Ok a disclaimer first. The original recipe for sous vide sio bak (Chinese roast pork) came from the Food Canon’s blog. This already awesome recipe is actually good to go, but I figured that I needed a truly fool proof tweak for a perfectly crispy crackling. The quest for the ultimate roast pork belly is a study of contrasts – soft and melt-in-the-mouth meat and crunchy and puffy skin.
Because hubs is not a pork fan, it is really only at Chinese New Year that I make this dish. So the improved versions have been at a glacial pace of transformation (literally year on year) but now I think I’m happy with the results. And the fact that my non-pork eating husband actually ate and praised this dish was testimony indeed.
Why sous vide what has traditionally been purely a roast? Most Chinese BBQ meat stalls would never even know what a sous vide circulator is. But there is a reason to up end tradition and the sous vide pork belly is actually more tender and juicy than the traditional version. In fact, this is the one reason why I keep a sous vide circulator. Yes, sous vide steak and sous vide Japanese Cha Shu are awesome, but this tender pork belly is the quintessential reason why the sous vide circulator still has a place in my kitchen. Sous vide cooks meat low and slow and gently breaks down the connective tissue in the meat. There is no better way to achieve the tender mouth feel of this dish.
The other important key is to get really good pork belly – this is the reason why I brave the crowds at Ghim Moh Market before Chinese New Year. The pork belly there must come from young pigs because the fat layer is thin and the meat tender and juicy. Pork belly in the market runs out really fast and any housewife worth her salt knows that you would have to line up from 6 am in the morning as the large slabs of pork belly are gone by 7 am. I was responsible for chagrin and silent gnashing of teeth of the ladies behind me in the queue when I bought the last large slab of pork belly for the day I was there. There was, I confess, a great sense of satisfaction, similar, I suspect, to what a prehistoric huntress would have felt.
To be honest, this dish does take some work but it is well worth it. This dish calls for serious love 😍.
Sous Vide Roast Pork Belly
- 1.7-2 kg of pork belly
- 3 tsp fine salt
- 2 tsp white pepper
- 1 tsp five spice powder
- 8-10 tbsp coarse sea salt
- Prepare the pork belly. Cut the pork into 2 large pieces. Insert 2 satay sticks into the body of the meat in a criss-cross fashion to keep the meat straight and uncontracted during the sous vide process. Coat the bottom of the pork (meat portion) with the fine salt, white pepper and five spice powder. Vacuum seal.

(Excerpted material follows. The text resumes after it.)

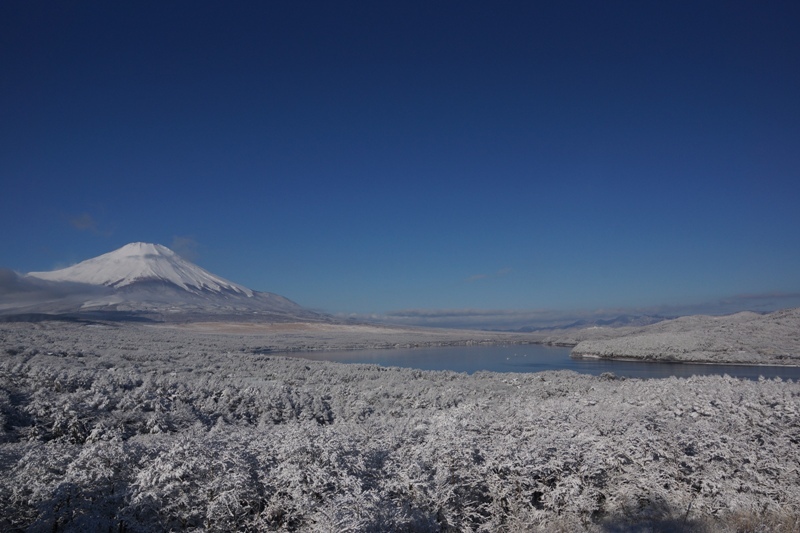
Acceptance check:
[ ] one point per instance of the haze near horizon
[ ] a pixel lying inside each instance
(415, 159)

- Set the sous vide machine or circulator at 62 deg C. Sous vide the pork for 6-8 hours.
- Cut open the packets and remove the satay sticks. Use cling wrap to wrap the sides and bottom of the pork belly, but leave the skin side exposed. Dry in the upper shelf of the fridge for at least a day.
- Remove the meat from the fridge. Remove the cling wrap and wrap the sides and base of the pork belly pieces with aluminum foil instead.

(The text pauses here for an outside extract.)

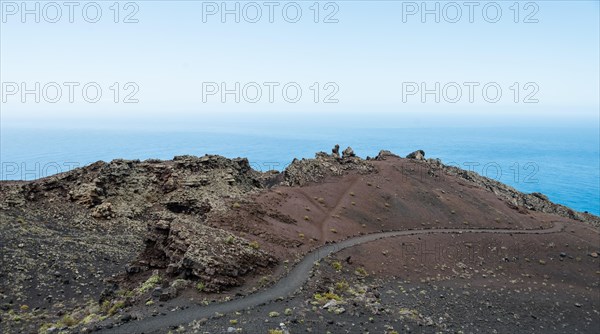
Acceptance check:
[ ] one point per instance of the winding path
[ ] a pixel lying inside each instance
(292, 281)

- With a satay stick, poke tiny holes in the skin, careful not to poke too deep into the fat layer under the skin. Carefully slice only the skin of the pork belly in 1 cm width cuts. This will make it easier to cut later after roasting.
- Top the skin with the coarse rock or sea salt.

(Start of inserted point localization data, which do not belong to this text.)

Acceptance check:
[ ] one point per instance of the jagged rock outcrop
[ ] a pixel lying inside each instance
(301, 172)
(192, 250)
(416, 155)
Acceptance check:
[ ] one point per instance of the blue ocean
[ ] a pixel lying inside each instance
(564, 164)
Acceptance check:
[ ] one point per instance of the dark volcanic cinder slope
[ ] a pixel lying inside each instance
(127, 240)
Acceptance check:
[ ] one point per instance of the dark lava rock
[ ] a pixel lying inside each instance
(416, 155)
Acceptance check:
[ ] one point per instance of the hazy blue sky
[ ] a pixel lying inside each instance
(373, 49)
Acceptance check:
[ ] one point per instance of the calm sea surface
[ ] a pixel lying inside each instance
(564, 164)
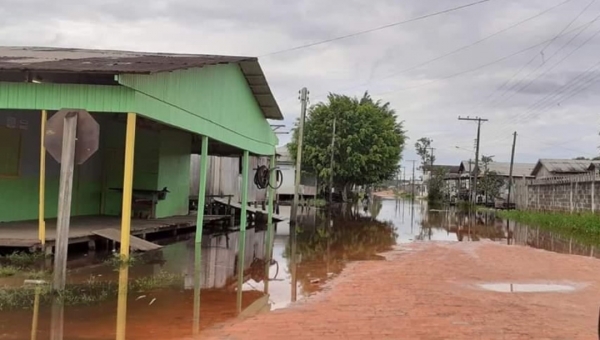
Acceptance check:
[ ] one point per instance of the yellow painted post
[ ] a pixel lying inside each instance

- Turn on the oven grill and set the temperature at 200 deg C. Place the foil based pork belly pieces on a baking tray and grill/bake for 25 minutes.
- Remove from the oven. Scrape off the coarse salt. If there are still spots where the skin has not puffed up and crisped up, you can consider returning the pork belly to the grill for another 5 minutes.
- Remove from the oven. Remove the aluminum foil. Slice the pork belly along the previous score marks. Cut each slice into 1-1.5 cm width pieces.
- Serve hot with some good chili sauce on the side.